Friday, 10 July 2009

ISMIR tutorial site is up

In case you missed it, we've launched a site to serve as the resource for our tutorial at ISMIR 2009 in Kobe Japan. The tutorial is called Share and Share alike - you can say anything about music with Linked Data. The tutorial will focus on applying Semantic Web technologies to music informatics. If you can't make it to Kobe, this site will hopefully still be very useful and interesting. If you would like to suggest any web resources please tag them on delicious as linked_music_data. Enjoy!

Monday, 22 June 2009

sparql myspace

As part of the dbtune.org myspace service, I've started caching data in a sparql endpoint. Anytime anyone queries the service, the rdf is dumped into a triple store. When the same query is repeated, the data just comes from the triple store. If the data about a particular artist is more than 30 days old, the page is re-translated from myspace.

Here is an example query that lists all artist users from Hungary by name in order of total friends.

PREFIX mysp:<http://purl.org/ontology/myspace#>
PREFIX foaf:<http://xmlns.com/foaf/0.1/>
PREFIX mo:<http://purl.org/ontology/mo/>

SELECT ?name ?friends from <http://dbtune.org/myspace/>
WHERE {?artist mysp:country ?country ;
a mo:MusicArtist ;
foaf:name ?name ;
mysp:totalFriends ?friends .
filter ( regex(str(?country), 'Hungary') )
}

You can see the results here or you can try your own queries using the endpoint here.

Due to human error on my part, the first 6.5 million triples do not include the genre tags for music artists. Terribly sorry about that. Also, we do not include the 'total plays' information as we are consistently getting the wrong value for this field for some mysterious reason.
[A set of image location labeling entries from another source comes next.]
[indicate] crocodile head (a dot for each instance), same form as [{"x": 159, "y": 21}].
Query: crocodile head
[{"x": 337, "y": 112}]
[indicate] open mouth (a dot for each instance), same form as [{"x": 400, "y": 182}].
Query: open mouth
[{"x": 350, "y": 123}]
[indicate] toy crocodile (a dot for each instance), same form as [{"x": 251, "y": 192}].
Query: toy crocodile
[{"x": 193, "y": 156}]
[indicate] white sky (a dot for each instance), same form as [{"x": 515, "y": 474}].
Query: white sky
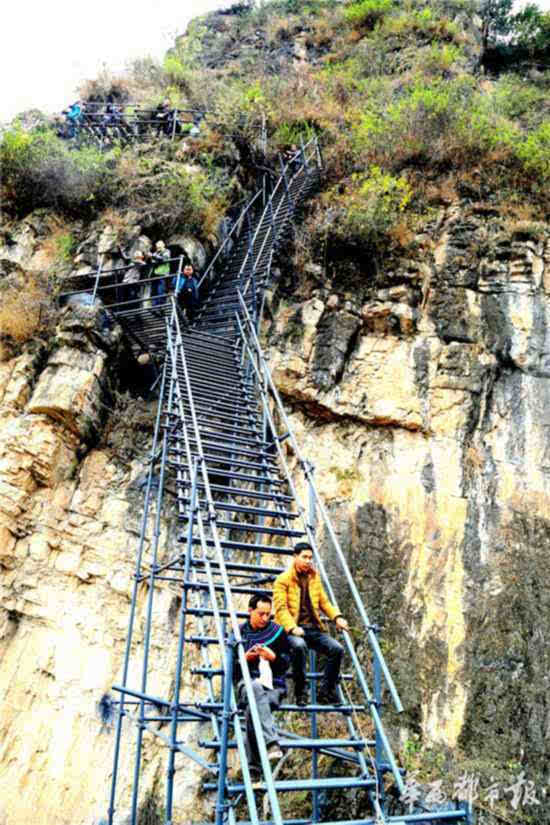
[{"x": 49, "y": 48}]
In the end, my PhD is not _only_ about reverse engineering the myspace website ;-)

I'll keep this thing running until we're low on disk space or the server catches fire, which ever comes first.

All the code for the service is in the motools project. I'm using CherryPy to handle requests, a strange menagerie of BeautifulSoup, Regex, and string matching for the screen scraping (yes I've heard of XSLT), and the Chris Sutton classic MoPy for the RDF serialization. The backend triple store is Virtuoso which we connect to using the ODBC interface.
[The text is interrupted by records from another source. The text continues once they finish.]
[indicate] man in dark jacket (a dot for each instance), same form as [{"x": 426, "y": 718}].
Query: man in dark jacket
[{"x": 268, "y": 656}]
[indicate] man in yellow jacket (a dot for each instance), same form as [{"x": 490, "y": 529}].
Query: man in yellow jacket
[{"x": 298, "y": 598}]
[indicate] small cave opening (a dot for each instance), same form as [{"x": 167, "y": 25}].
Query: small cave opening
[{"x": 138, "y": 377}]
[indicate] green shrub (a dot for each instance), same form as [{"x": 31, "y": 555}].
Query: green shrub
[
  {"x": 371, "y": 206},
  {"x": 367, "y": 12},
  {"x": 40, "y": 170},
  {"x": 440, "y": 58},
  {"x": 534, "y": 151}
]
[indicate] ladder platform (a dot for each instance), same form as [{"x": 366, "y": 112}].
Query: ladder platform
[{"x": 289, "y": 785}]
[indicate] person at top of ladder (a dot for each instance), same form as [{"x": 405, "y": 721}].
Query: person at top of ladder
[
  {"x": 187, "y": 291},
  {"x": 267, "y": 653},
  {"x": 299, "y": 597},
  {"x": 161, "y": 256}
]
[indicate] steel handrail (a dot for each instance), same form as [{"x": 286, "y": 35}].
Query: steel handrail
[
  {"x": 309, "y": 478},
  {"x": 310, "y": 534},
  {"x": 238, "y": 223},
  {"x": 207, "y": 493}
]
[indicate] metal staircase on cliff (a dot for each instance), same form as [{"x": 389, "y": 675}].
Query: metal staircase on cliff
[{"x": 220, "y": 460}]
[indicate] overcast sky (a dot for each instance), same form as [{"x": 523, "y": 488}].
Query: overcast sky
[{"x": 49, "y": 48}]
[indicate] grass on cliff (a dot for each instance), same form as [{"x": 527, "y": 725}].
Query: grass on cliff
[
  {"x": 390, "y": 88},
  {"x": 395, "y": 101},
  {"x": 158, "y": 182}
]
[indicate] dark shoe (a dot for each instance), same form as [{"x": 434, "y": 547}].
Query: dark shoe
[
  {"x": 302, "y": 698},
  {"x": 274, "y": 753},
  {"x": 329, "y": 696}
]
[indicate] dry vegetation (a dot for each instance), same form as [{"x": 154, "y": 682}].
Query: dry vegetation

We will talk about uses for this resource and others during our upcoming tutorial at ISMIR 2009 in Kobe Japan. If you can't make it, don't worry, the website for the tutorial is coming soon and we plan to _everything_ there.

Thursday, 14 May 2009

Open Hackday London wrap up

Last weekend I participated in the Yahoo! sponsored Open Hackday London. A good time was had by all. Your typical hackday setup - loads of free cola and food, presentations about various APIs and such, and then a friendly hack competition.

Our hack was entitled Boss of Myspace. We actually walked away with the BBC Backstage prize and even got some positive reviews as well. I created what was basically a human-readable version of our dbtune.org/myspace service. Yves contributed some SPARQL for converting mo:available_as properties into XSPF playlists. However, in the end we used the Yahoo! Media Player which was happier just swallowing embedded html links to audio files. We also used the super cool Yahoo! BOSS search API on the front end to allow for a more fuzzy search - you can enter something close to the artist name and still get the results you want (hopefully).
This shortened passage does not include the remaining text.